Hyphal tubes,   symbionts,    exudates,

glomalin proteins,  pre-soil,     prevent the leaking out . . .

Fluttered root tips of           padded prickly pear,   sand
under anxious days,           enzymes, gill ghosts,

patched necromasses       under her clothesline,

keep spirit close.    Beneath feldspar,    redbold mica.

Nets of roots,       fate-kept not-death fungal sheets,
steady there,             abiotic mediators,      ones toward all.

Crawling              now     whirred opened cells,

Pleistocene       N-rich molecules              where rhizospheres

stayed still.         Days of salts, stomata, pores in leaves.

Dirt with furry prizes        turned      zero clouds where
chores were done,            to branch near places

she had moods, mendings.   Sewed buttons on.

Ectomycorrhizal fungi, mend her there.  Her here.
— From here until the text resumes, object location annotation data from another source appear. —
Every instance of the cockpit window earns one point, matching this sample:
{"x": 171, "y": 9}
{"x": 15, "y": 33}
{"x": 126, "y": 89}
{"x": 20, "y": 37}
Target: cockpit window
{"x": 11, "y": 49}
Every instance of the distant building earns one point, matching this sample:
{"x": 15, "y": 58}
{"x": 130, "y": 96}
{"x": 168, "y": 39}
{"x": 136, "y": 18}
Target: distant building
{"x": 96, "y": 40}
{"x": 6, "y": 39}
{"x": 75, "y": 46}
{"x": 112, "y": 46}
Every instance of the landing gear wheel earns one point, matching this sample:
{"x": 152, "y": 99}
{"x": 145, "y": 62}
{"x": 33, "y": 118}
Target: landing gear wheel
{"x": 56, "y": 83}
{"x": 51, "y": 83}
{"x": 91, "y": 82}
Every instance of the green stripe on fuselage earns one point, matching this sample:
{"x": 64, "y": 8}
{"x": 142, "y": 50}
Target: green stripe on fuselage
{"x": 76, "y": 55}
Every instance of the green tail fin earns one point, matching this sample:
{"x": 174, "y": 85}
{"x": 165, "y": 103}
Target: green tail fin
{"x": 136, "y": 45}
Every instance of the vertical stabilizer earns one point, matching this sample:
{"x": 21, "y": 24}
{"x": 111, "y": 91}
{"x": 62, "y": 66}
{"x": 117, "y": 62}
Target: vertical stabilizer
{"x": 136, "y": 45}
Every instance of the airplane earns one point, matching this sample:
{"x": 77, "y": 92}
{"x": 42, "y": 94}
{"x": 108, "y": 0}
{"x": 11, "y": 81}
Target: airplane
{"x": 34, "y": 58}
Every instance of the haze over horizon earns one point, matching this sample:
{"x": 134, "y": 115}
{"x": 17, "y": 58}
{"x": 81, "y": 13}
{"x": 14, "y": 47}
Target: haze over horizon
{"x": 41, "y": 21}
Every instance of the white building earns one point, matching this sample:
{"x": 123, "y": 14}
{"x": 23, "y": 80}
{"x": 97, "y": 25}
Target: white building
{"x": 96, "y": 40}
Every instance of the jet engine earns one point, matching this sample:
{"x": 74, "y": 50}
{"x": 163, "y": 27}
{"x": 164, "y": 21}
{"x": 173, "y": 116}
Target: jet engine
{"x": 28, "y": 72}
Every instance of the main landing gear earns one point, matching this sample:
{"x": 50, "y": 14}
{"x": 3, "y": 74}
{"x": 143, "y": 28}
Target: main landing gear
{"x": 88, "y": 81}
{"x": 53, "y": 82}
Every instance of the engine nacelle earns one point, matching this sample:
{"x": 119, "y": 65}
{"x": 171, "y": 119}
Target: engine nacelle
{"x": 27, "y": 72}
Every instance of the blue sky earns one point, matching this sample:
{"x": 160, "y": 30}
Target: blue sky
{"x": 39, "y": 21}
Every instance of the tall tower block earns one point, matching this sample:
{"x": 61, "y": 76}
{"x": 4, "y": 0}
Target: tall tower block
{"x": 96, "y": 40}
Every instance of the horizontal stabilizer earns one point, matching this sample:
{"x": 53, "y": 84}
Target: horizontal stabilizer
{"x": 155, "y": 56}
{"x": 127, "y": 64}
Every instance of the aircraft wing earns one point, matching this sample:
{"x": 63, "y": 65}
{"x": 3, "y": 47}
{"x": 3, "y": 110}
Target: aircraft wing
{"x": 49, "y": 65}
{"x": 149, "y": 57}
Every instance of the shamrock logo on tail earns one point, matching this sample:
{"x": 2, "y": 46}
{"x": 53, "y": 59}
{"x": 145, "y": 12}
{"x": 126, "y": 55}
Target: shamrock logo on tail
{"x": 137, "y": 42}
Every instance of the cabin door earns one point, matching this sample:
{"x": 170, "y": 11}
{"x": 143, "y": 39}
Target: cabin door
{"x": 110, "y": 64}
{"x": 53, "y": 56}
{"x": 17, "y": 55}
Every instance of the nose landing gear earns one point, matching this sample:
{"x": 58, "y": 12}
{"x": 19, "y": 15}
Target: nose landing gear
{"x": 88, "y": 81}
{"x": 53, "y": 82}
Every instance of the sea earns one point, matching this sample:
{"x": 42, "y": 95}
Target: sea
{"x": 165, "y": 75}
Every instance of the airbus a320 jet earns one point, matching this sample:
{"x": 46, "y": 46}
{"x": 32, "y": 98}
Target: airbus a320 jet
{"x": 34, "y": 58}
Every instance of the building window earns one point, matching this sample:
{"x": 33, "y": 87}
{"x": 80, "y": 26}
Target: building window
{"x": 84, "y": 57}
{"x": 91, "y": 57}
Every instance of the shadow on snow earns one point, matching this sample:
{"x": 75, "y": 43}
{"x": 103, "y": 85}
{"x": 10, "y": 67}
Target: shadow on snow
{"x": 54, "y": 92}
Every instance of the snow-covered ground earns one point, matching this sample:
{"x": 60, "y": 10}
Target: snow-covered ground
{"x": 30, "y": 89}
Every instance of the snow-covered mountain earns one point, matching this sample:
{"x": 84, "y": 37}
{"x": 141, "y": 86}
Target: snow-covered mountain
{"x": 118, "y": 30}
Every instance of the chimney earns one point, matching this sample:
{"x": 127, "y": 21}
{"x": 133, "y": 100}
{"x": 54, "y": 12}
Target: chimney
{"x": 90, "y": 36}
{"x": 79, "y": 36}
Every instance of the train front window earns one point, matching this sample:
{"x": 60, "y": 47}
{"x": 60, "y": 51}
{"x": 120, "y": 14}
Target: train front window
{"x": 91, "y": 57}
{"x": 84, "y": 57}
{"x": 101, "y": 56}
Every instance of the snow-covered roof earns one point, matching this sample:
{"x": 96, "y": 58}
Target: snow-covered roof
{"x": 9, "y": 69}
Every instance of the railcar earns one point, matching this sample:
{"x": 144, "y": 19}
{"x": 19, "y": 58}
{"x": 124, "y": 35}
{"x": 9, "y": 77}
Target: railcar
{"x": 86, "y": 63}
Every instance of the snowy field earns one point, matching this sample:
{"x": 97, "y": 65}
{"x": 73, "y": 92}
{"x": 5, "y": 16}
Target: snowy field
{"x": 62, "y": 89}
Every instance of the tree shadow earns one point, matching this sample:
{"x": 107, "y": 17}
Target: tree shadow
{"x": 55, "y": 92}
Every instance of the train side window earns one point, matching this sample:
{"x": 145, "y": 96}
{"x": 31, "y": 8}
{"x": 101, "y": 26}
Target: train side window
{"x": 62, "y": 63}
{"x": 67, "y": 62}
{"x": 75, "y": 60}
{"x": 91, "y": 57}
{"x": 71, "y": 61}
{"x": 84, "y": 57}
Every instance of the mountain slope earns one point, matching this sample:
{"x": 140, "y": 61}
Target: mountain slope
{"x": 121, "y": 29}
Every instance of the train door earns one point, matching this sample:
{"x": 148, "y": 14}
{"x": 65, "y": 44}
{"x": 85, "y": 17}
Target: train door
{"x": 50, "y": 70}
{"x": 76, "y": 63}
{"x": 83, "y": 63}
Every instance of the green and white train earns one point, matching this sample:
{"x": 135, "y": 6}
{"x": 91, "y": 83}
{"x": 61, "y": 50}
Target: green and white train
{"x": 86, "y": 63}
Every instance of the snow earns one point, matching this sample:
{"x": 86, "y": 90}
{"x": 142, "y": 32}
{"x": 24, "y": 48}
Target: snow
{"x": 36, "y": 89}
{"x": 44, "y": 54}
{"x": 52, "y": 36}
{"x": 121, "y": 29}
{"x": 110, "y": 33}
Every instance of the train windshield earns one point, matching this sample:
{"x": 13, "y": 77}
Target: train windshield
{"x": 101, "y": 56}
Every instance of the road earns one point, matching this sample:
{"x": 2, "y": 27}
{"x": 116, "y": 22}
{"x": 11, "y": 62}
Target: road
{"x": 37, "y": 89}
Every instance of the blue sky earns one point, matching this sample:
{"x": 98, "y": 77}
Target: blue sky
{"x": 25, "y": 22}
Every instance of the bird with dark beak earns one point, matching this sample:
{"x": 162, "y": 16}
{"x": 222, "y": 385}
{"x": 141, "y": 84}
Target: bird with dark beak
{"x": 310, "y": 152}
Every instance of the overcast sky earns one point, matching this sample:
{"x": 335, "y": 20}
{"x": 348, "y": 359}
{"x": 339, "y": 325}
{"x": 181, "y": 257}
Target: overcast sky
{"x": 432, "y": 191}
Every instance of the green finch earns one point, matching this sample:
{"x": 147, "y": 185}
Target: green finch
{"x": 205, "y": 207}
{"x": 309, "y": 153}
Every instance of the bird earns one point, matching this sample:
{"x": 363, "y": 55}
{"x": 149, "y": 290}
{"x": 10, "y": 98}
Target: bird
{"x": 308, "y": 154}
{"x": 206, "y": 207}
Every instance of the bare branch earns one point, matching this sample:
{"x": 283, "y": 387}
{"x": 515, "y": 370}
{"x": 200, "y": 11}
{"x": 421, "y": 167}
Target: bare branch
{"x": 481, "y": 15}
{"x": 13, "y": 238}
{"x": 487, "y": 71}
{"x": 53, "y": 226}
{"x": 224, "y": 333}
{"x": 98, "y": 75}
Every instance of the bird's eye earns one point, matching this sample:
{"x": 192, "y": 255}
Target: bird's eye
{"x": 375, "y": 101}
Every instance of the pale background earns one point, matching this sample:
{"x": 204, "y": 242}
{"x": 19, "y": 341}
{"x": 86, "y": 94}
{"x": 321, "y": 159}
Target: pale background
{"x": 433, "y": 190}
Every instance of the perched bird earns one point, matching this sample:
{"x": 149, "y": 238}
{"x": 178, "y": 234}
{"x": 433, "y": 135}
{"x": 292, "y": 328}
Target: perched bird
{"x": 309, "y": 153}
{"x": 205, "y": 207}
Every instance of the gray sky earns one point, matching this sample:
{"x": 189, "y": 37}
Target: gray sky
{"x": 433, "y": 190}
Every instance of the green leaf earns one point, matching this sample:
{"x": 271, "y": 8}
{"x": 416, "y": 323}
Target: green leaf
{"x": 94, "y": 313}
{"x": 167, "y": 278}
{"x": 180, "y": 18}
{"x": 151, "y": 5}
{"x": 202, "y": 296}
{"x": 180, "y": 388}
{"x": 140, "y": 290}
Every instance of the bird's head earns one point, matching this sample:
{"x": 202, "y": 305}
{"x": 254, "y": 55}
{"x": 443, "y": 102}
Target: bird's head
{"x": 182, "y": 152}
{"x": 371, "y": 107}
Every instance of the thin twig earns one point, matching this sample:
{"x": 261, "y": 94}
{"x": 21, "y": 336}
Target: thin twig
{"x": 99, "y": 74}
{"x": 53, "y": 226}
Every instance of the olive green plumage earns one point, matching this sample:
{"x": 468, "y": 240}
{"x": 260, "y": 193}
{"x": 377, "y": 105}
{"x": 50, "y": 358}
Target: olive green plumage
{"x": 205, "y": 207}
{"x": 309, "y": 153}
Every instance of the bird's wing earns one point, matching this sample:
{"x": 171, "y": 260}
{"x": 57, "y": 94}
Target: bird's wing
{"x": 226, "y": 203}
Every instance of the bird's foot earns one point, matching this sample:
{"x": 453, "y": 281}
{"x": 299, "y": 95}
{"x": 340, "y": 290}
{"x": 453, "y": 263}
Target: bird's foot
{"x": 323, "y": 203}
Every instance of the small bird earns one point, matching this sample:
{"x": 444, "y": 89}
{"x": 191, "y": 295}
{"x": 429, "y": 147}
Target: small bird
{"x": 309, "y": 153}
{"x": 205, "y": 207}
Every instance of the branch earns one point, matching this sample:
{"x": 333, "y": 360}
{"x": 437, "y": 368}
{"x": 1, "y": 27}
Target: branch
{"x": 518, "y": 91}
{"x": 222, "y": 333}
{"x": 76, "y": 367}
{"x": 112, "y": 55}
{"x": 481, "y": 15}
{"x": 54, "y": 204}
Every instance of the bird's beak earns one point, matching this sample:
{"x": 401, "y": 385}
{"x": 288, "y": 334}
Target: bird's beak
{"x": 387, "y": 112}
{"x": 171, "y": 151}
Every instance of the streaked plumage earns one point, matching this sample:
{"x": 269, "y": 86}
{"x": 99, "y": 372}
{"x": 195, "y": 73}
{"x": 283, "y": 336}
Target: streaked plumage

Mend moods here.  Pink & beige mold moods,    stay

the feet.   Forgetters,   spun threaders,        where dots

& arcs  host sugars.    Ampersands  of storage compounds,

weaving loves.   Carbon allocators,  micro-essays

of endomycorrhizal          dappled net
of never seen, don’t.       Light carriers,    don’t forget,

fungal tracers,   hold back below.

Tubes & branches,      microbe niche of ground,   

don’t forget her,    earth      that  held her up—


Copyright © 2022 by Brenda Hillman. Originally published in Poem-a-Day on December 26, 2022, by the Academy of American Poets.

About this Poem

“I often invite my writing to include scientific and magical material. For decades I’ve been thinking about mycorrhizal webs and nets in the grounds of the planet. The poem refers to the earth of the Sonoran Desert where I grew up, to the garden my mother had to leave after sixty years there. Writing in layered stanzas like this allows different kinds of music, so I feel an energy beyond the despair about environmental disaster and human stress. Poetry connects us with all beings in the life cycle. Though my mother is not living at her house now, many other things are living in that soil, so I’m grateful. Respect is owed to the Indigenous peoples who were on the land long before my family lived there.”